Zoramthanga's Mizo National Front (MNF) trounced the Congress to bring to an end its 10-year rule since 2008 in the state in December.  

PTI Reported by: PTI New Delhi Published on: January 02, 2019 16:44 IST
Representational Image

Representational Image

Political developments dominated 2018 in Mizoram and as the year drew to a close, the state saw installation of a new government led by rebel-turned-politician Zoramthanga, who was back with a bang after being in political wilderness for two assembly terms.
 
Zoramthanga's Mizo National Front (MNF) trounced the Congress to bring to an end its 10-year rule since 2008 in the state in December.
 
Seventy-four-year-old Zoramthanga was sworn in as the chief minister for the third time on December 15. He had earlier headed the government in 1998 and 2003.
 
For the first time, the swearing-in ceremony was marked by Bible reading, prayer and singing of a Christian gospel song.
 
Mizoram is a predominant Christian state.
 
The Congress managed to bag only five seats while the MNF secured 26 seats in the 40-member legislature.

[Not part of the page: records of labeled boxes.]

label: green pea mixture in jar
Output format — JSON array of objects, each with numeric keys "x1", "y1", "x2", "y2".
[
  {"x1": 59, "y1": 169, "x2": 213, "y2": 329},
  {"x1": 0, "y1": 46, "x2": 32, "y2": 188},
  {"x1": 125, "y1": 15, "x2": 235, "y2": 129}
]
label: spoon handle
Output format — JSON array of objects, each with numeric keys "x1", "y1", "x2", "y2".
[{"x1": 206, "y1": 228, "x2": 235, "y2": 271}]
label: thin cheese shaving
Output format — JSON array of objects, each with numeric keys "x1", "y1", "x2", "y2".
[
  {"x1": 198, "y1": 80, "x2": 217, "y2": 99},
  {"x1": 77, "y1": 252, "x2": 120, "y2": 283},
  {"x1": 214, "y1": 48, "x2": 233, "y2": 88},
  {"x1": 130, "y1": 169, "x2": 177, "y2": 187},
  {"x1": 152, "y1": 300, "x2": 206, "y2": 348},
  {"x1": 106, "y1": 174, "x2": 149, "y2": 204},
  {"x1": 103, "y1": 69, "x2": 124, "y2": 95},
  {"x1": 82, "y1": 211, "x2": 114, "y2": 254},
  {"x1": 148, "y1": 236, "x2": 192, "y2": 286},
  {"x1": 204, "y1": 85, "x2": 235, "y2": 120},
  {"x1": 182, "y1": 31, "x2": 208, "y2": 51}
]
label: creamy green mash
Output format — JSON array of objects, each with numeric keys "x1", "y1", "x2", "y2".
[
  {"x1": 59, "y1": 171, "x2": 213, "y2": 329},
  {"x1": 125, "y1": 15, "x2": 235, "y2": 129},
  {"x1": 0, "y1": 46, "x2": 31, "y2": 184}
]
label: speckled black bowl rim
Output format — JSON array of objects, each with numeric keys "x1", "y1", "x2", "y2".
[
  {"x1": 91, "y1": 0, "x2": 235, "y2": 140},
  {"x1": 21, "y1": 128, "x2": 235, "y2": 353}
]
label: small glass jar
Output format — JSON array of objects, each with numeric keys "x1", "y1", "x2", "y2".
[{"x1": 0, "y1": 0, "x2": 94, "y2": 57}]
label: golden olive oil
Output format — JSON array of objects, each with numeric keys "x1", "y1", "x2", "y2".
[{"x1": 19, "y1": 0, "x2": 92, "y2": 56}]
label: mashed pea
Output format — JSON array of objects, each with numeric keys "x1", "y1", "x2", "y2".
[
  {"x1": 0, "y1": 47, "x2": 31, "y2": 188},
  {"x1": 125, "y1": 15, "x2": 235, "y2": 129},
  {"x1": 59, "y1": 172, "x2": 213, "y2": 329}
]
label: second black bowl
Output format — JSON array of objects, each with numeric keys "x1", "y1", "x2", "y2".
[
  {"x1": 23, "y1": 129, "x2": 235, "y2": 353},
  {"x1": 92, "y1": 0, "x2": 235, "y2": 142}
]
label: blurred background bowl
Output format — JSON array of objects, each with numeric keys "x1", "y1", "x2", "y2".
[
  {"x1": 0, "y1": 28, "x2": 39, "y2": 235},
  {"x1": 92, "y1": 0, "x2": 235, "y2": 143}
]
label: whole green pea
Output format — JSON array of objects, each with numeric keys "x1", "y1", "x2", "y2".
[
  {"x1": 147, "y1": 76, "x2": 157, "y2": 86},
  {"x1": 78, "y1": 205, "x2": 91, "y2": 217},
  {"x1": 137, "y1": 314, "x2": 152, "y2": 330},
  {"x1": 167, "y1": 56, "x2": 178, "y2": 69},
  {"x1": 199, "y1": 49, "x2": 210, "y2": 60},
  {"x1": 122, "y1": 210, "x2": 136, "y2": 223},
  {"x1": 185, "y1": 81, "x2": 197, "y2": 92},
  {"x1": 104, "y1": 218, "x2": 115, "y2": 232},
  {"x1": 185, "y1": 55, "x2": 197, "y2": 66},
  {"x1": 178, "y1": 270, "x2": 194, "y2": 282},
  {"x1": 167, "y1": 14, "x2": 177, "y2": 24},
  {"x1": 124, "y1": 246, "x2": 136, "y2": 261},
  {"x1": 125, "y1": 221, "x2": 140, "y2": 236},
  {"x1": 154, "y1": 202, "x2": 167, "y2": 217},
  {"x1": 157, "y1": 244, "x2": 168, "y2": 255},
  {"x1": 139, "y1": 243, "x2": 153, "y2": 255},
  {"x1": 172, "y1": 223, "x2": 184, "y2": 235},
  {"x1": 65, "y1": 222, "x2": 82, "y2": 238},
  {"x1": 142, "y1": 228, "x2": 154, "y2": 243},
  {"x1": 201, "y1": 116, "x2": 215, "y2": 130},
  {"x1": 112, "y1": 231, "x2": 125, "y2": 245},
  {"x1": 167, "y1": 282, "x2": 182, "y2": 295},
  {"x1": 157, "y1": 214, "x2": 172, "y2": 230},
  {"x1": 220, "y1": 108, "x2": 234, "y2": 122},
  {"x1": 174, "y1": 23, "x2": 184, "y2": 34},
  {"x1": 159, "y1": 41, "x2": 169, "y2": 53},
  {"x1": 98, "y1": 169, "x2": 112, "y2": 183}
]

The Congress's slump was sharp considering the fact that it had 34 seats in the last election in 2013.
 
Though the BJP's pet assertion of "Congress-mukt" came true in the Northeast, the party could not do much in Mizoram where it managed to win only one seat.
 
After taking oath, Zoramthanga said that the MNF has now no intention to leave the BJP-led NDA and the North East Democratic Alliance (NEDA) although it was under fire for joining hands with saffron forces.
 
The state witnessed a terrible disaster on June 4 when 10 people, seven of them belonging to a family, were killed and one person was injured when a building occupied by two families was swept away by landslide caused by heavy rain in Lunglawn area of south Mizoram's Lunglei town.
 
Thousands of homes were destroyed, hundreds of families evacuated to safer places and hundreds of houses and large areas of cultivation lands inundated by flood due to monsoon fury forcing the state government to close down all the educational institutions for two days, due to heavy rain.
 
Simultaneous outbreak of the dreaded Porcine Reproductive and Respiratory Syndrome (PRRS) and the Classical Swine Fever (CSF) from early March resulted in the death of around 4,000 pigs across the state and was only declared as contained in early August.
 
The PRRS had killed over 8,000 pigs and piglets in 2013 and 2017.
 
The Mizoram Legislative Assembly on June 28 unanimously adopted a resolution expressing opposition to the proposed Citizenship Amendment Bill, 2016.
 
The resolution moved by the then Congress government had said, "That this House resolves to impress upon Government of India its unequivocal opposition to the proposed Citizenship Amendment Bill, 2016 that seeks to amend the Citizenship Act, 1955 to make illegal migrants eligible to be given Indian Citizenship on the basis of religion."
 
"The proposed bill, if enacted could be harmful for states like Mizoram where a huge number of illegal Buddhist migrants from Bangladesh were reportedly residing," it further said.